Chierici was in the Navy ROTC as a student at the Pardee School, and after graduating spent 10 years on active duty flying jets and deploying on carriers around the globe.

“I wrote as much as I could in those years but the state of the world kept us extremely busy, as it still does for those deployed,” Chierici said. “After leaving active duty I flew both commercially and in the Navy Reserves, but my schedule was much more in control.”

Chierici, enticed by the lure of Hollywood, wrote several screenplays before eventually combining his passion for naval aviation and love of storytelling to make the documentary, Speed and Angels, with fellow BU grad Peyton Wilson.

After working on the documentary for several years, Chierici returned to the type of writing he enjoyed most — fiction — and converted one of his earliest screenplays into the novel Lions of the Sky, which is being published in April 2019.

“On a macro level Lions is a condensation of my dramatic experiences flying in the Navy for twenty years with a frisson of fiction stirred in,” Chierici said. “The result is a fun, fast paced, authentic thriller about Navy pilots struggling to survive training in the F-18 then immediately being thrown into a very real, very dangerous scenario in the South China Sea.”

While Chierici says he didn’t have much time to write fiction while a student at the Pardee School, he did write — a lot.
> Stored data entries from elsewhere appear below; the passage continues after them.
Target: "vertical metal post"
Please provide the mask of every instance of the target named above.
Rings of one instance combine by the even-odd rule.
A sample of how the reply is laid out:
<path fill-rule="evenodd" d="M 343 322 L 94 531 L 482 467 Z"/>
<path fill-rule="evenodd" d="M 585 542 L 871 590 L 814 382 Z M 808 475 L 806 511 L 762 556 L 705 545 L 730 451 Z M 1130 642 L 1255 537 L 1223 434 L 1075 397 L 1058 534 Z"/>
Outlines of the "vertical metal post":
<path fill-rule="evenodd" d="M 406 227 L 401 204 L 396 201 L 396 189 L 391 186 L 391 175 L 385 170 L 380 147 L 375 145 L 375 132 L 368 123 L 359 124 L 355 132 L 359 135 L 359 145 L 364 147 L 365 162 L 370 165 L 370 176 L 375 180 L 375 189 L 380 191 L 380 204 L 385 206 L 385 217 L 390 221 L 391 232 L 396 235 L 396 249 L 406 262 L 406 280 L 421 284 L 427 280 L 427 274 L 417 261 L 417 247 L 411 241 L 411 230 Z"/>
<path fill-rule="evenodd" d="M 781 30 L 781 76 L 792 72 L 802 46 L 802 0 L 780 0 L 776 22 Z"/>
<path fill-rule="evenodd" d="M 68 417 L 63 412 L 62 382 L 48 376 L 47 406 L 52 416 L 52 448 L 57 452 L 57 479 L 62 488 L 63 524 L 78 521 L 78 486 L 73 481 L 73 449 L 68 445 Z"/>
The writing skills he developed as a student still serve him to this day.

“Ton and tons of papers for extremely demanding professors.  I’ve always loved creative writing but the rigors of academic writing helped forge a concise style and discipline that serves me well,” Chierici said.

Chierici said the former International Relations department — now the Pardee School — was what drove his initial interest in studying at Boston University.

“I came to Boston University because of the International Relations Department.  The unrelenting tides of social and national impulses have always fascinated me,” Chierici said. “I am captivated by how the effects of economic and political movements sweep up countries and continents.  And I am drawn to the individuals caught in those developments.  The leaders and the pawns who guide and effect human change on a continental level, the ramifications of which leave their mark on the course of international relations for centuries.”

According to Chierici, Lawrence Martin-Bittman and Joachim Maître were two of the most influential professors he had while studying at the Pardee School.

“It was, in part, due to both these professors that I developed a deep interest in focusing on the individual’s story as they participate in wider global dramas,” Chierici said.

Chierici said his book deals with topics including sexism, blind ambition, greed and desire as well as the thrill and peril of combat — powerful, universal human conditions that interact as undercurrents against a much wider stage.

“While nations bicker over territorial rights, it is the men and women sent to represent their countries that actually feel the tip of the spear,” Chierici said. “Much like professors Bittman and Maître, my characters are swept up in the currents of international affairs.  However it is their individual desires, fears, and ambitions as they are inexorably drawn towards a potential conflict with global ramifications which gives the story the compelling human aspect.”

Chierici also offered advice to current Pardee School students who are currently thinking about life after school, or who may be unsure of what kind of career path they want to pursue.

“It is both frustrating and liberating that first drafts, both in life and literature, often don’t meet our expectations,” Chierici said. “But you must lay them down to move forward.  Eventually, perhaps by the tenth iteration, you will finally be able to express what you intended and in the style you hoped for.  And you might find that you’ve written a much different story than you anticipated when you first began.”